Sunday, February 27, 2011

The fellowship

You've all heard it before, "it's not about your drinking, it was your thinking".  Today, I so get that statement. 

When I first arrived to AA I was seeking a cure, a way to drink without being a slush/slob/vomiting fool. 

When I finally got serious and realized that I could no longer drink,  I went thru a mourning stage of how much my life would suck (what a pathetic thought, my life totally sucked at that point!) now that I couldn't drink at all.  

And when I had resigned to the fact that I could never drink again I accepted it and all the implications of how powerless I was over alcohol and how unmanageable my life was. 

My sponsor kept talking to me about "tools for living" and at meetings I heard "practice these principles in all your affairs".  In other words I could not just stop drinking but fix other areas of my life.  And believe me, besides the drinking,  I have all kinds of baggage and issues.  It's a cool idea and I want a better life. 

What I wasn't expecting was the friendships that I have made thru this program.  Acquaintances, maybe.  People I could relate to, yes.  But now I have genuine, loving, accepting friends. That's my favorite part of AA.  My new friends - I really love them!

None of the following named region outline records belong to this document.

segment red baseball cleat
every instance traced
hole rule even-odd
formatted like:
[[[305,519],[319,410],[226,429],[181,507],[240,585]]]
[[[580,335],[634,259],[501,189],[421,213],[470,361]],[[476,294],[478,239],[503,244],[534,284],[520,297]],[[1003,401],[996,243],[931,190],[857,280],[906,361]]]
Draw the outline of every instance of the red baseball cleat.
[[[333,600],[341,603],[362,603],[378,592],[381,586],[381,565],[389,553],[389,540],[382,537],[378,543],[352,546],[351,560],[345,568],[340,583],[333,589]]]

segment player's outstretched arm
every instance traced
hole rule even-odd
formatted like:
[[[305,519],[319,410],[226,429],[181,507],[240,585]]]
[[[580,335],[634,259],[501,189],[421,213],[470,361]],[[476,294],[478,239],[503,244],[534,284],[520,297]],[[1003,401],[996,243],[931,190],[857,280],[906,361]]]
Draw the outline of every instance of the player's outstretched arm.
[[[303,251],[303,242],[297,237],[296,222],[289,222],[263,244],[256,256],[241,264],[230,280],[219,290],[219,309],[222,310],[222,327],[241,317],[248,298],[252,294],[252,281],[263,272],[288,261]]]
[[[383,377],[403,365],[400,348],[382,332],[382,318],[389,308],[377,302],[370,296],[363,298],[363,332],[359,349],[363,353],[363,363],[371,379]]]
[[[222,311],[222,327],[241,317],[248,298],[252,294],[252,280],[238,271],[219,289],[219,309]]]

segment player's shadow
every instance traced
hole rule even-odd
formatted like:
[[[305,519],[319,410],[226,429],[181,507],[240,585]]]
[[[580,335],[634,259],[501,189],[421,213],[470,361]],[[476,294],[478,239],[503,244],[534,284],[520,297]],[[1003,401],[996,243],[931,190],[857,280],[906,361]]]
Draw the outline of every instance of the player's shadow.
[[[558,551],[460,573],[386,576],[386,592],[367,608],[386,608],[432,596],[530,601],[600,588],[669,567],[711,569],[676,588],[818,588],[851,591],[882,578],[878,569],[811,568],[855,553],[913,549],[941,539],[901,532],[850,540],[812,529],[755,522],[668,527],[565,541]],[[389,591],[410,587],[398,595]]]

At the end of my drinking stint I was very isolated socially.  Actually the whole 10 years after I got married and moved out of state, I had a problem making new friends.  I never felt like I fit in with the women I'd meet at work or thru my kids' schools.  It was though they already had enough friends and weren't interested in more. It could have been just me but I've never had a problem making friends in the past.

Anyway, one of the many unexpected benefits of AA for me has been the friendships that I've made. And we do things besides go to meetings which is so great because I needed to learn how to go out and have fun without drinking.